Grand Prix Audio’s Parabolica Is a Turntable Built Like a Racecar

A direct-drive system built with Formula 1 racing precision gives this turntable impressive accuracy.

front view of Parabolica turntable

Over the past three decades, the popularity of direct-drive turntables—ones in which the record platter is connected directly to the motor—has waned among analog audiophiles in favor of belt-driven systems. But Colorado-based hi-fi brand Grand Prix Audio (GPA) seeks to revive the enthusiasm for direct-drive with its latest creation, the Parabolica, which made its first public appearance recently at the Los Angeles Audio Show.

Its distinctive carbon fiber exterior speaks directly to the racecar motif embraced by Grand Prix Audio, who borrows manufacturing materials and practices often used in the creation of supercars to design its high-performance turntables. In fact, the even the turntable’s name comes from that of a particularly challenging turn at the famed Monza racetrack. Like Monaco 2.0, the Parabolica’s predecessor, GPA utilized a carbon fiber monocoque design for extra rigidity and resonance damping. This base supports a 13-pound aluminum platter, which is driven by a brushless DC motor. Despite opting for an internal speed controller rather than an external speed box, the Parabolica is said to approach the sonic achievements of its predecessor thanks to some key design choices from the manufacturer.

close-up shot of Parabolica's carbon fiber chassis and platter

Grand Prix’s design solves the critical challenges of turntable design: it has a drive system that maintains perfect speed, and the design dissipates the mechanical noise of the drive system. One benefit of direct-drive is that the system can constantly update the motor with information about the accuracy of its speed. During a single revolution of the platter, Parabolica takes measurements nearly 150,000 times, allowing the motor to adjust in real time.

The bearing is factory sealed and mechanically decoupled from the drive system, which works in conjunction with the carbon-fiber chassis design to isolate the resonance normally produced by a motor. The result is an ultra-quiet, extremely stable drive system that does not interfere with the music.

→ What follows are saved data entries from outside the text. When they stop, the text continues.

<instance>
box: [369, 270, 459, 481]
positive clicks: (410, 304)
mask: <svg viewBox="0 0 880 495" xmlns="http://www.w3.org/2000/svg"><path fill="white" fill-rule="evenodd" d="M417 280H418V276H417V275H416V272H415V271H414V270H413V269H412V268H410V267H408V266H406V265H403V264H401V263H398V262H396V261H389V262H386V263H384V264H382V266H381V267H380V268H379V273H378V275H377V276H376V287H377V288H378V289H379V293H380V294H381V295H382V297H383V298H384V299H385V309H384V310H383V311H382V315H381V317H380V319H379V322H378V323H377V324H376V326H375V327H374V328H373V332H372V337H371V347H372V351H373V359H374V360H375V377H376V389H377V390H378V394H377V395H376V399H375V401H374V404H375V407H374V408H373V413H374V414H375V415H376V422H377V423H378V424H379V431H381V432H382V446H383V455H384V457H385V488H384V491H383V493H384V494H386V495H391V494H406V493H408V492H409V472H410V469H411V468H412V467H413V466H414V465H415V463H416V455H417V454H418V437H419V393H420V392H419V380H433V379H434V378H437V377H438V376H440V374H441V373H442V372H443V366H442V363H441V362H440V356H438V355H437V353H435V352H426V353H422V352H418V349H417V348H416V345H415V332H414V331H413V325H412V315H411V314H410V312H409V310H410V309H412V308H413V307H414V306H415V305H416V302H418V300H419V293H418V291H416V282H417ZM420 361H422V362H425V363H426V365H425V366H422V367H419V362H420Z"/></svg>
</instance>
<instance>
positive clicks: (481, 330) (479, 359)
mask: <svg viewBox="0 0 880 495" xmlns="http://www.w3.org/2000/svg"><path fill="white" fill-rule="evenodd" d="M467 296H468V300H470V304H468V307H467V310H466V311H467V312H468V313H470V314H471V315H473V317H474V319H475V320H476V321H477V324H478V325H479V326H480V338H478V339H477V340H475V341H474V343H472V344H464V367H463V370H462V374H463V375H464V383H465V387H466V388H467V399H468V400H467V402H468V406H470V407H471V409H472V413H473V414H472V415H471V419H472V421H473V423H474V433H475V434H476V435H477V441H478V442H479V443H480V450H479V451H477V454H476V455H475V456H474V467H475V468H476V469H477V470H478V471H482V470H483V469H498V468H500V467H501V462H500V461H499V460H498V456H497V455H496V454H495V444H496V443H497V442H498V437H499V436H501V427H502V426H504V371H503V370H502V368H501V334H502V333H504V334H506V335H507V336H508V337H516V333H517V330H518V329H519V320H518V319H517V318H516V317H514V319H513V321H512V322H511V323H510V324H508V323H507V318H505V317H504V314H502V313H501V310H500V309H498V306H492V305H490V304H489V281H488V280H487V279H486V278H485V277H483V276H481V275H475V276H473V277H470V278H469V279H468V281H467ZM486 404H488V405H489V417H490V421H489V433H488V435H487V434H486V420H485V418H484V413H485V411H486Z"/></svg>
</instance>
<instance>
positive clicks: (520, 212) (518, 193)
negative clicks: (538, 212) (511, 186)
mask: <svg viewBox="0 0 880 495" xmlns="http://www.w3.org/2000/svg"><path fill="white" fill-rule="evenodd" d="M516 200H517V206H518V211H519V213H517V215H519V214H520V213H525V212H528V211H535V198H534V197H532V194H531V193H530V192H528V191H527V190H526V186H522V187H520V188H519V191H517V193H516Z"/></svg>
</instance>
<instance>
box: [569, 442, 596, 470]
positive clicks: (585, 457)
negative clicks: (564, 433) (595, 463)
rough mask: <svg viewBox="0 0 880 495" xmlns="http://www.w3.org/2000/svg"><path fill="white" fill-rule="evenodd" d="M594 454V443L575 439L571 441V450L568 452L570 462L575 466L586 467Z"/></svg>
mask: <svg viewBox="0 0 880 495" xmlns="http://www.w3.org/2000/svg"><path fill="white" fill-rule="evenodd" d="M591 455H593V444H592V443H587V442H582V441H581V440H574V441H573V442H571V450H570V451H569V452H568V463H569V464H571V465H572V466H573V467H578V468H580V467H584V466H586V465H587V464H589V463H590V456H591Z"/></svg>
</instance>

carbon fiber Parabolica turntable with tonearm visible

The Parabolica’s removable quick-release armboards make swapping out tonearms a breeze. And while the $16,500 price of the base turntable does not include a tonearm, Grand Prix will custom-machine an armboard to fit the tonearm of the buyer’s choice. The nice addition of capacitive touch sensors means there are no buttons to push; just tap the sensor and start spinning records.

The Parabolica was made available for purchase earlier this month from select dealers in the western United States.